Santiago Espinosa (Bogotá, 1985). Poeta y ensayista, traductor. Es profesor de la Universidad Central y del Gimnasio Moderno de Bogotá, donde Dirige la Escuela de Maestros. Es el autor de Escribir en la niebla, (Granada, España, 2015) compilación de ensayos sobre 14 poetas colombianos, y del libro de poemas El movimiento de la tierra (Granada, España, 2017), ganador del Premio Internacional de Poesía Jaime Sabines 2016. En 2019 apareció en Turín Detrás de lo que escribo siempre hay lluvia, antología de sus poemas traducida al italiano.
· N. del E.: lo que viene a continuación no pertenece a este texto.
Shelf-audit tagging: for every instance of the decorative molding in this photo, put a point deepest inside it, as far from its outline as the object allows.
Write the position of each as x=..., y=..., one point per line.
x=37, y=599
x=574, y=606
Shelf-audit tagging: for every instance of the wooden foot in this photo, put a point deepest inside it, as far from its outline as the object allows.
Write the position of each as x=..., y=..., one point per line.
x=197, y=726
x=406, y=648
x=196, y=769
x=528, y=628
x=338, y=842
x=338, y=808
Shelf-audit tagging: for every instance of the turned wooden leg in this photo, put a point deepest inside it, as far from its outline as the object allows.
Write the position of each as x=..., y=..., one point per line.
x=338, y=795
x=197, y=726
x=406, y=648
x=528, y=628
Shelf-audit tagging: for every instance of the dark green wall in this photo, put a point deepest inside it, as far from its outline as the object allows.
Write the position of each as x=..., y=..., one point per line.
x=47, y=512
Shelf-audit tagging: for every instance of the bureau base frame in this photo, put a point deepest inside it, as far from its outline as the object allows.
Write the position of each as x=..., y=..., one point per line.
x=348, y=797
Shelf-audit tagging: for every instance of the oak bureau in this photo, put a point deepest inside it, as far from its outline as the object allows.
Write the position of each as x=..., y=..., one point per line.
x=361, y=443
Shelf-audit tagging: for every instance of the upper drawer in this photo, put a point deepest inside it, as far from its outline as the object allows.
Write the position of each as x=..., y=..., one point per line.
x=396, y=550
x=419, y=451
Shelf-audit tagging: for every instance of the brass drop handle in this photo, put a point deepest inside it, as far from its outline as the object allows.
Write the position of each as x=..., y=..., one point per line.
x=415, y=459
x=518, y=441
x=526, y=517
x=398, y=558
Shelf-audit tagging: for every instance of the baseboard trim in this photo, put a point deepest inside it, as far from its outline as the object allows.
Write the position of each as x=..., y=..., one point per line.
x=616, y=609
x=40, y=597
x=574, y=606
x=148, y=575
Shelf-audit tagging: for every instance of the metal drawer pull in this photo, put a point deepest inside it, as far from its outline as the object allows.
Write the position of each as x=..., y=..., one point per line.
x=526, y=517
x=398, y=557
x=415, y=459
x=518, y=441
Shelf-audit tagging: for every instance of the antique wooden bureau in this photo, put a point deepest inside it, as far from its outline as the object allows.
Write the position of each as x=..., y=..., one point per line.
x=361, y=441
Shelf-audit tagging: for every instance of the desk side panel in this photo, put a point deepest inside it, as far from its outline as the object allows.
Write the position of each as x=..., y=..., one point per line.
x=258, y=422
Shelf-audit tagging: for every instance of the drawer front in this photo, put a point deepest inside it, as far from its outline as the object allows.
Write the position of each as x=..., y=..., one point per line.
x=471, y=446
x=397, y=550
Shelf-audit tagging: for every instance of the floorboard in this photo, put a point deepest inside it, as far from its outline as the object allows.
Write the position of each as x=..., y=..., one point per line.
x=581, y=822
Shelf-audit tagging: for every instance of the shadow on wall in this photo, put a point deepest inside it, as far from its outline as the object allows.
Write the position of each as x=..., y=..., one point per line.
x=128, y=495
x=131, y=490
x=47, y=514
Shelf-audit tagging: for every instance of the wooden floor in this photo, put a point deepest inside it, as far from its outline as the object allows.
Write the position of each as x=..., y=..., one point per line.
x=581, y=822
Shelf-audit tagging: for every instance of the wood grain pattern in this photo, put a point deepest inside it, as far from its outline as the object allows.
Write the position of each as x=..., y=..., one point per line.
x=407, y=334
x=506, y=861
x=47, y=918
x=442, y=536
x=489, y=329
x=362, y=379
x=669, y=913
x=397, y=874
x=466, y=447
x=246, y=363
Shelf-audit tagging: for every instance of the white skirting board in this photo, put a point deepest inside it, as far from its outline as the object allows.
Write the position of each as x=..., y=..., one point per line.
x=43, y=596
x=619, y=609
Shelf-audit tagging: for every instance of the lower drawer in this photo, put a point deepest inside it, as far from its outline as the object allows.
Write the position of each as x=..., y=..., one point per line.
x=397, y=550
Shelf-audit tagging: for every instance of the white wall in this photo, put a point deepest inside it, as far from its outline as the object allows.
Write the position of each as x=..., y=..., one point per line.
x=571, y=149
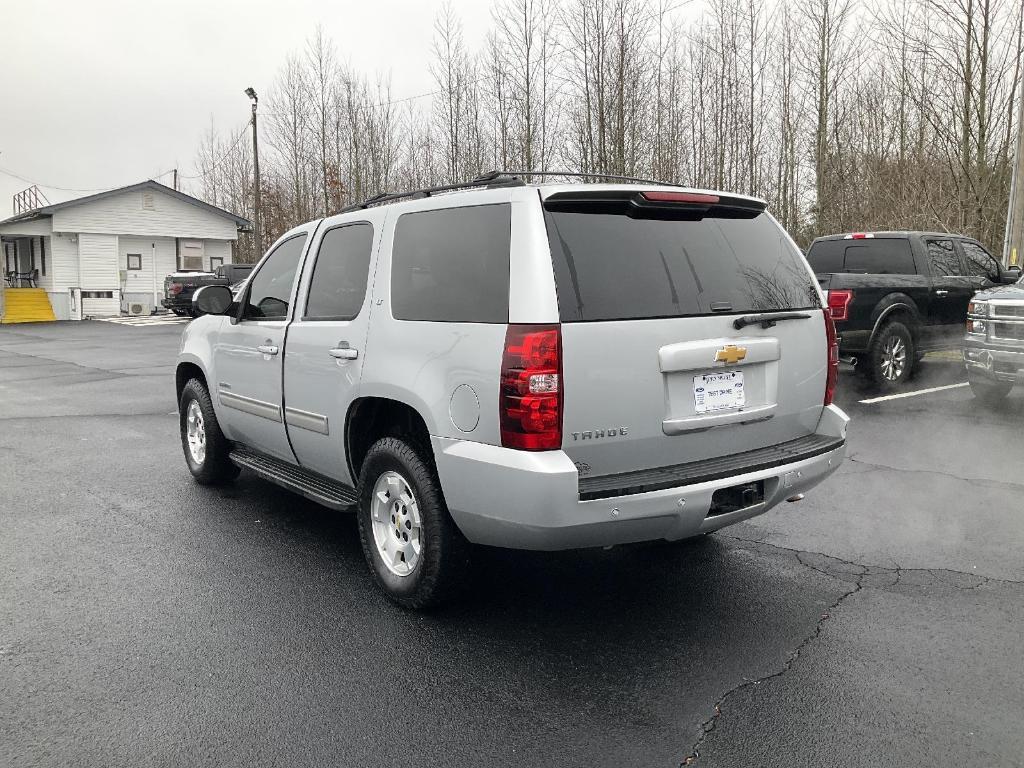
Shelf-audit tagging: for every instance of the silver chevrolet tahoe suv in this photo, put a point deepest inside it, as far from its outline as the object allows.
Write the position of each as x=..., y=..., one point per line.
x=536, y=367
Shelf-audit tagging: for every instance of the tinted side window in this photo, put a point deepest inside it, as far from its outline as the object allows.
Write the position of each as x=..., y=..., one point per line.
x=868, y=256
x=979, y=262
x=612, y=266
x=943, y=258
x=339, y=282
x=452, y=265
x=826, y=256
x=270, y=288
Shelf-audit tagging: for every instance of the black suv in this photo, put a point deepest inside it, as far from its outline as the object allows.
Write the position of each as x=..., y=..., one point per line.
x=897, y=295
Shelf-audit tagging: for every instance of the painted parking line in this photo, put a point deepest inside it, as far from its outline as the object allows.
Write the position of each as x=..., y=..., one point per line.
x=158, y=320
x=914, y=393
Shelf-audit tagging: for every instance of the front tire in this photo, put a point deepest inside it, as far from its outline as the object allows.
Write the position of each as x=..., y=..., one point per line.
x=205, y=446
x=890, y=360
x=415, y=552
x=989, y=392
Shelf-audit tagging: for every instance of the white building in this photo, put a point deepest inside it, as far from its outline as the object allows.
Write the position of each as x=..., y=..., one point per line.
x=95, y=255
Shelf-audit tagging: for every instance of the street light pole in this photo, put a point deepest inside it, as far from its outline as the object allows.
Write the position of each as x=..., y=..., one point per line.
x=257, y=235
x=1014, y=249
Meditación interrumpida es su primera traducción. 

 

 

 

[1] N.T.: “Haibun” es forma poética de origen japonés que alterna la prosa y el hai-ku. La zona desmilitarizada o DMZ, por sus siglas en inglés, es paradójicamente una de las zonas más militarizadas del mundo, se extiende por la frontera divisoria de las dos Coreas. En la región de Panmunjon fue firmado el armisticio que dio fin a la guerra entre los dos países.